От профессора Шипова я впервые в жизни услышал о духовном мире. Это меня потрясло
От профессора Шипова я впервые в жизни услышал о духовном мире. Это меня потрясло и запомнилось на всю жизнь. На одной из его лекций, посвященной вопросам реанимации после клинической смерти, профессор привел пример интересного случая с больным, которого ему удавалось реанимировать два или три раза после сложных полостных операций. Этот больной, ожив в очередной раз, просил профессора более его не реанимировать: ведь там, где он был после смерти, оказалось намного лучше, чем на земле.
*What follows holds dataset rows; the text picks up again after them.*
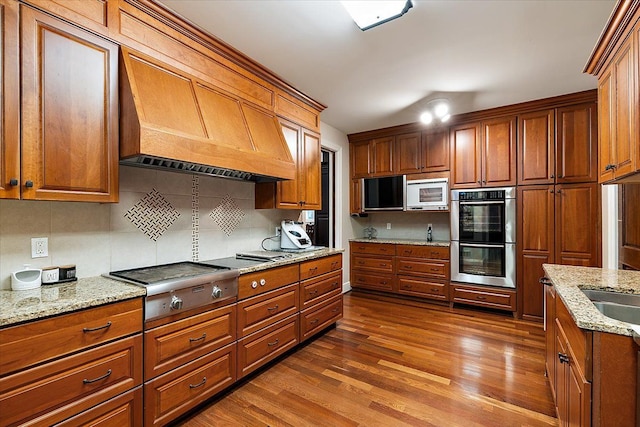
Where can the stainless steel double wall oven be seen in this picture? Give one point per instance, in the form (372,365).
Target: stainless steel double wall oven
(483,236)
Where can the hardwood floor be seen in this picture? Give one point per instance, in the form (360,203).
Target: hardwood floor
(400,364)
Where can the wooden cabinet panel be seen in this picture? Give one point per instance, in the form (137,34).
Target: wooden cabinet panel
(256,283)
(499,152)
(382,152)
(124,410)
(42,340)
(9,101)
(423,288)
(536,147)
(466,156)
(313,291)
(174,393)
(258,312)
(263,346)
(172,345)
(319,317)
(69,130)
(435,150)
(320,266)
(52,392)
(502,299)
(578,224)
(374,281)
(361,159)
(408,153)
(630,233)
(576,142)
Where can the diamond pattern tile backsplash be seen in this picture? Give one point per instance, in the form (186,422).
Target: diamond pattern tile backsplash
(227,215)
(153,215)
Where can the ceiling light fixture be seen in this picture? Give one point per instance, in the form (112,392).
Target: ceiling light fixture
(436,109)
(368,14)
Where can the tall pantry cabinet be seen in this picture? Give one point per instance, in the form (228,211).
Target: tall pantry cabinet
(558,196)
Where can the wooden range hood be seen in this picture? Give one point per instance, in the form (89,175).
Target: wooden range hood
(171,120)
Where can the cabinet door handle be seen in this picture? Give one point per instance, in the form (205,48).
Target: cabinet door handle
(202,338)
(200,384)
(105,326)
(102,377)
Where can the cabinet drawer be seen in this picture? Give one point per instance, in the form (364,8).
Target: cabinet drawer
(318,289)
(320,266)
(266,280)
(378,282)
(413,266)
(502,299)
(124,410)
(433,252)
(423,288)
(54,391)
(174,393)
(35,342)
(177,343)
(373,248)
(373,264)
(267,344)
(264,310)
(317,318)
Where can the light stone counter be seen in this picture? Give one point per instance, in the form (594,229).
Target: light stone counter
(569,280)
(50,300)
(421,242)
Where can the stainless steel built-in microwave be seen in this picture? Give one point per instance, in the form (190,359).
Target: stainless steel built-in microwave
(427,195)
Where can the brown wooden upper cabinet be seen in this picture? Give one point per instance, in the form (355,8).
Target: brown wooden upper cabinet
(558,145)
(483,153)
(616,63)
(10,102)
(303,192)
(427,151)
(69,130)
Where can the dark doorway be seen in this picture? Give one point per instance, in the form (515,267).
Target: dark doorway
(322,224)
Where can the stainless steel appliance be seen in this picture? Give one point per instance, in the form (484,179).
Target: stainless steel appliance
(179,287)
(483,236)
(427,194)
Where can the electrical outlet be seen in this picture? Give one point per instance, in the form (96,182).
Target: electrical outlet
(39,247)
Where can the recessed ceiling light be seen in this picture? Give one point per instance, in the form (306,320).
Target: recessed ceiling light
(368,14)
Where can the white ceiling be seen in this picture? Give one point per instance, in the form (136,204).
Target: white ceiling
(478,54)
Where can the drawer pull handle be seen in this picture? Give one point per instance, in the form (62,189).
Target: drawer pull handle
(86,381)
(204,335)
(271,344)
(105,326)
(200,384)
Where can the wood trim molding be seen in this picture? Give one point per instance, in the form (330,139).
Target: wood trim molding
(514,109)
(621,17)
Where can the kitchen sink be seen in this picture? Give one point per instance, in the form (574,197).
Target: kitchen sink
(619,306)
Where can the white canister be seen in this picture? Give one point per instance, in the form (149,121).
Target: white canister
(26,279)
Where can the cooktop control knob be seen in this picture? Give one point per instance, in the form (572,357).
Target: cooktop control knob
(176,303)
(217,292)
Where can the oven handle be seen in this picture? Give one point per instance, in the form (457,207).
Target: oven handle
(488,202)
(476,245)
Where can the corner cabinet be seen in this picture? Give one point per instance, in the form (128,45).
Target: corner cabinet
(483,154)
(69,130)
(9,101)
(303,192)
(616,64)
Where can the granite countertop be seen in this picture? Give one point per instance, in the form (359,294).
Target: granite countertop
(420,242)
(569,280)
(50,300)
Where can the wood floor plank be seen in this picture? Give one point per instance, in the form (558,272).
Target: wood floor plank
(399,363)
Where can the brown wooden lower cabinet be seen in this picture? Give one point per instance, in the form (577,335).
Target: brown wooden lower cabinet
(172,394)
Мы, студенты, были поражены и даже шокированы. Это упоминание о загробном мире, будь оно доведено до партийных властей, могло стоить профессору его кафедры. В 1962-м году в Советском Союзе такие опусы не прощались. До этого я никогда не слышал о загробном мире и ничего подобного не читал – ни научного, ни религиозного. И это накрепко засело в памяти.
Распределение
Институт я окончил блестяще, мечтал заниматься наукой, у меня были только отличные оценки и красный диплом, но за меня никто не просил, знакомств не имелось, и я не попал ни в число оставленных в аспирантуре, ни в клинической ординатуре, ни в системе ярославского Горздрава (среди них, кстати, были довольно посредственные студенты). Мой друг, всегда учившийся весьма посредственно и без красного диплома, был оставлен в аспирантуре. Просто откровенно плохо учившийся 35-летний секретарь партийной организации института был оставлен в аспирантуре.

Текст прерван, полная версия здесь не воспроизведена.